I have a text file and I want to count the number of occurrences the word Orange or orange appears in the text file. orange or Orange should not be part of a word(i.e. "oranges","orangeade", etc).
I was thinking about using grep.
Any suggestions?
With GNU grep:
grep -wo '[Oo]range' filename | wc -l
Here the -w makes it only match whole words; the -o makes it split each occurrence of a match on the same line into its own line and suppresses other output, and the expression will match "Orange" or "orange".

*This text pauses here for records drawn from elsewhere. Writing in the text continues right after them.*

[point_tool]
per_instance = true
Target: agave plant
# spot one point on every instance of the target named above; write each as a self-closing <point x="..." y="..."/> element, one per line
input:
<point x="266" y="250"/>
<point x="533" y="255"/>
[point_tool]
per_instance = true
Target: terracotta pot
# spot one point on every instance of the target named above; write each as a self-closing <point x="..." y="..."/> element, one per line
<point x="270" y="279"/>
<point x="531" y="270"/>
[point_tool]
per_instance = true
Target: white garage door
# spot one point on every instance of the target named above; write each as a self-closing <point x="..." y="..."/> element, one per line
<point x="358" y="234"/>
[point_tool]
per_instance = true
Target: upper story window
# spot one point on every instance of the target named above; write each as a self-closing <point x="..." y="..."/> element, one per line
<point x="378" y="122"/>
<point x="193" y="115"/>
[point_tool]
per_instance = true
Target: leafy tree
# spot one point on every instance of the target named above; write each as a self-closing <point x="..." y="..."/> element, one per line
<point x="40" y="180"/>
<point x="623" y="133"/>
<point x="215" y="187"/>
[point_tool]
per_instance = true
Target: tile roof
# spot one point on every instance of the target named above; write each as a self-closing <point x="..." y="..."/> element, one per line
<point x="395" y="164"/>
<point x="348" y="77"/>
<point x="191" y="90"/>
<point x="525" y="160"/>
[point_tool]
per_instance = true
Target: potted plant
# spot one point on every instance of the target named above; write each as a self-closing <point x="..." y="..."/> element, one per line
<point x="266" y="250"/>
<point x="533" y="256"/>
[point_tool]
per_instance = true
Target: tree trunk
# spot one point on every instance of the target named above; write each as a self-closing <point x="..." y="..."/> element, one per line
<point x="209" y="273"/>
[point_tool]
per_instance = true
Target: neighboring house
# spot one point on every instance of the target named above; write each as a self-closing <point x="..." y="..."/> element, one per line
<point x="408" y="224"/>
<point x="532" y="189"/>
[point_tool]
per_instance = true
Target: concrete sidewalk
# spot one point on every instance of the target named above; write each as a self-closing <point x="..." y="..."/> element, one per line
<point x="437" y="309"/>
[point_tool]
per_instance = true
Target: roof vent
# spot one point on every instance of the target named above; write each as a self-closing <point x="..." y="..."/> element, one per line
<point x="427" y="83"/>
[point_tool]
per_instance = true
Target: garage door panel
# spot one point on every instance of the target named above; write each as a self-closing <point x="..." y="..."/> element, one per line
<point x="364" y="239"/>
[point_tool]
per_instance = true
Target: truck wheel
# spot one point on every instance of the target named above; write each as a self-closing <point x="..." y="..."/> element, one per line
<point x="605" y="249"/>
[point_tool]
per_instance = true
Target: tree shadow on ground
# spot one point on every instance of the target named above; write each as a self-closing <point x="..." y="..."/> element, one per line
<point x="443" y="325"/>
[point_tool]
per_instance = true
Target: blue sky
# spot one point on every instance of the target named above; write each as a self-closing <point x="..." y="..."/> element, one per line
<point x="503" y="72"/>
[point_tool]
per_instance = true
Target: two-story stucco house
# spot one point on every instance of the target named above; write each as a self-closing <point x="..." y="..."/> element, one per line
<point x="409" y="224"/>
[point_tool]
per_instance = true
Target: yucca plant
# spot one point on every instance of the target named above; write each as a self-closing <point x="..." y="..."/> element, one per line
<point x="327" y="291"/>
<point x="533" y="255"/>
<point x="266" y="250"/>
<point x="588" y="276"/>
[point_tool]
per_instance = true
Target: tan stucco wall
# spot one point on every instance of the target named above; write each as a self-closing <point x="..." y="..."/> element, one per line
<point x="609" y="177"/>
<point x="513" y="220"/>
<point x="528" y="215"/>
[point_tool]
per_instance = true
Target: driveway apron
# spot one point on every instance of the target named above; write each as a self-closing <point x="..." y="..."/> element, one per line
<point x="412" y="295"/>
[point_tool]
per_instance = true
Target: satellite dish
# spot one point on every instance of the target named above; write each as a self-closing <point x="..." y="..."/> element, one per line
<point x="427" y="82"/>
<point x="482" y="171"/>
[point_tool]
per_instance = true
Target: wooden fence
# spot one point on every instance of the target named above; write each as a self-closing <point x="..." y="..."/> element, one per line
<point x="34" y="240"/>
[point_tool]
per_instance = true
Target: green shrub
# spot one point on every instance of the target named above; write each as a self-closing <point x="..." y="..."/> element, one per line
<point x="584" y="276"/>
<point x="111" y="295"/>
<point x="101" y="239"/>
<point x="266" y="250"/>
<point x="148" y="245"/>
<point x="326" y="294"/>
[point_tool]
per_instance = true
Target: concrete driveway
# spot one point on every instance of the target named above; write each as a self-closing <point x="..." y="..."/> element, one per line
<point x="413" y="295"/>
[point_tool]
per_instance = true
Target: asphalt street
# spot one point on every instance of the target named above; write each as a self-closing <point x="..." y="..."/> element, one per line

(If you want it to be wholly case-insensitive, and also match "ORANGE" and "OraNGe", etc., you can add the -i flag and simply use 'orange' for the pattern.)
This is then passed to wc which counts the words. Since each is on its own line you could use wc -l or wc -w and the results will be the same.
Using perl g modifiers on match operator :
perl -lne 'push @C,/\b[Oo]range\b/g;}{print ++$#C' file
The grep will find and count (-c key) only know patterns. So if you are interested how many times a word orange appears in the text:
grep -c -e "\borange\b" file
But if you are interested in building a dictionary, with unknown set of words - you would need to switch to awk or perl.
-c option counts lines only, even if -o is used. This isn't going to give the right number if "orange" occurs multiple times on the same line.